How Fast Does COPD Progress?
COPD is a progressive lung condition, which means it gradually gets worse. It’s helpful to think of COPD in stages.
The disease may be mild at first with only occasional symptoms, such as shortness of breath, wheezing, and coughing. As time goes on, symptoms may become moderate, which may mean they occur more often and interfere with daily activities. When COPD becomes severe, individuals may have symptoms most of the time.
How Fast Does COPD Progress?
It’s difficult to determine an exact timeframe for the progression of COPD. It’s important to remember that every person with COPD will have their own unique experience with the condition.
Some people have an increase in symptoms and their health declines quickly.
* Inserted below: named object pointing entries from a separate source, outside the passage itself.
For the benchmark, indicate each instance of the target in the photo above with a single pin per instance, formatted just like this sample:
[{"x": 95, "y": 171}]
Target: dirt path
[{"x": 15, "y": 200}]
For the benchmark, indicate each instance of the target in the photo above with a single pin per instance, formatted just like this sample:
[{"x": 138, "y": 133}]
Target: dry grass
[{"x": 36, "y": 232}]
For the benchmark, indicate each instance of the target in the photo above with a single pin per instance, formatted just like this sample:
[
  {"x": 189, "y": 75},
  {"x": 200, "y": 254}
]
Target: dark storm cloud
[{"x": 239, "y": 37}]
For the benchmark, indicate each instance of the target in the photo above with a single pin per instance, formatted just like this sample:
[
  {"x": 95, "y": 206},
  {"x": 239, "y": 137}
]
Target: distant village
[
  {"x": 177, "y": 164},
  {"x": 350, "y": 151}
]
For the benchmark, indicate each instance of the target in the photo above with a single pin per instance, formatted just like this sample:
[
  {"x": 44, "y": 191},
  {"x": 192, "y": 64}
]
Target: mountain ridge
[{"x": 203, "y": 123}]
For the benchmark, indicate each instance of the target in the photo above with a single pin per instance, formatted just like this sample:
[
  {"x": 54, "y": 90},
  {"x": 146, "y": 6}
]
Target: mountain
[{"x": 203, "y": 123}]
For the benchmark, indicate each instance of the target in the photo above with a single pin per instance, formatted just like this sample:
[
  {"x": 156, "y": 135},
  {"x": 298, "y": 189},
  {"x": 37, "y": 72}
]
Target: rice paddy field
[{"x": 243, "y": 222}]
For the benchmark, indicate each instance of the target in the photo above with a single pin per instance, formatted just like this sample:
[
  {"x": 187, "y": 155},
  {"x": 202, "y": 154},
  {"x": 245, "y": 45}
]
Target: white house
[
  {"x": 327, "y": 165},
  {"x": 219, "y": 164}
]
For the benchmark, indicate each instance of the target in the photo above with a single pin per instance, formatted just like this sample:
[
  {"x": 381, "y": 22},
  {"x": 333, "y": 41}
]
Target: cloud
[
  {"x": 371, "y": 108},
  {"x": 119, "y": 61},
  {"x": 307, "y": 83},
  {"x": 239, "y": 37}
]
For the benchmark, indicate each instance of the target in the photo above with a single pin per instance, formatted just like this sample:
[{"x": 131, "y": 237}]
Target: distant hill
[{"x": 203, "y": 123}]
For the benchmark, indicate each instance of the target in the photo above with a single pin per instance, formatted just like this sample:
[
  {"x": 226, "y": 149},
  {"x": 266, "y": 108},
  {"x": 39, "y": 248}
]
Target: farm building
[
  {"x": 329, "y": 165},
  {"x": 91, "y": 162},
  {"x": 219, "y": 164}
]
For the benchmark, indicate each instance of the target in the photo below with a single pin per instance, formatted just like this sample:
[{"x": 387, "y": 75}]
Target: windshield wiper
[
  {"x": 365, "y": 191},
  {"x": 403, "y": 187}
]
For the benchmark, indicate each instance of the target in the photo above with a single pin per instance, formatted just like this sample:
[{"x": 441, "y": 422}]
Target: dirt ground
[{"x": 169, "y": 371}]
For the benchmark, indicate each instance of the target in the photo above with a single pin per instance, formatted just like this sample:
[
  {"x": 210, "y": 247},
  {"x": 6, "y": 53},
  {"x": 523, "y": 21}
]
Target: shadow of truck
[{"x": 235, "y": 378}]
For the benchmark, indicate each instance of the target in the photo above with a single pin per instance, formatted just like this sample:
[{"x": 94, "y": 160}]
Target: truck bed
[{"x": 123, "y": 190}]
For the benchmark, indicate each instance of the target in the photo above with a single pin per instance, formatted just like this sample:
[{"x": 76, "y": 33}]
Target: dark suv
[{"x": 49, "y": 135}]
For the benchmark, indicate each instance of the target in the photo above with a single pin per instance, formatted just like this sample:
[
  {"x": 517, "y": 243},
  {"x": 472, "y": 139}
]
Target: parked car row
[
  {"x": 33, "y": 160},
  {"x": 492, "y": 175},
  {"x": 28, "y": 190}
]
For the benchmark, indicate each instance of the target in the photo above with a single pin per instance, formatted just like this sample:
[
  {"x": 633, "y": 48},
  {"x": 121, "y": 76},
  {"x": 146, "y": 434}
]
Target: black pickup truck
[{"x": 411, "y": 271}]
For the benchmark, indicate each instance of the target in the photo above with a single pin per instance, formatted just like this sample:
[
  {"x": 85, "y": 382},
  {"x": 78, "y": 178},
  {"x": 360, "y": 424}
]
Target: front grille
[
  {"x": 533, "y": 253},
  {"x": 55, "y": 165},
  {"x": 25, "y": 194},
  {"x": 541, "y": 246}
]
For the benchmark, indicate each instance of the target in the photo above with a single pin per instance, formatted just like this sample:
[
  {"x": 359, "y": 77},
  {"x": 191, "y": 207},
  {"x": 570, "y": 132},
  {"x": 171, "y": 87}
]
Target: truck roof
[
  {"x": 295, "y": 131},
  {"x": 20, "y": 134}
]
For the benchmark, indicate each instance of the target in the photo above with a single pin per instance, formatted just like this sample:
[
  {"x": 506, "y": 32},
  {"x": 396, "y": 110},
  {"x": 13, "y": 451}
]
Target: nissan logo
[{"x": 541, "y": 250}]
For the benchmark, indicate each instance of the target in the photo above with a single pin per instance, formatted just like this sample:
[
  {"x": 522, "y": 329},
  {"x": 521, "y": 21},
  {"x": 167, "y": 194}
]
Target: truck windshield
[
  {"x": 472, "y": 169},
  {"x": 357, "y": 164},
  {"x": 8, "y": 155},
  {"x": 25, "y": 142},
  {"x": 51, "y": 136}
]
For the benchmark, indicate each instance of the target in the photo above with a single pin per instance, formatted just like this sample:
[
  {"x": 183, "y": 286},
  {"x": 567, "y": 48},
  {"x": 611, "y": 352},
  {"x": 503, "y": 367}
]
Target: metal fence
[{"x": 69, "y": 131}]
Others remain at the same stage of the disease for many years.
The rate at which COPD progresses often depends on how compliant a person is with their treatment plan and their lifestyle choices.
Identifying COPD Progression
It’s important to know if your COPD is getting worse. Protocols change based on the stage or severity of your condition. Indications your COPD is progressing may include the following:
Increase in symptoms: If symptoms are becoming more frequent or severe it can be a sign that your COPD is progressing. For example, if you are using your fast-acting inhaler more often without relief, or you experience an increase in shortness of breath at most times, it can indicate that your disease is worsening.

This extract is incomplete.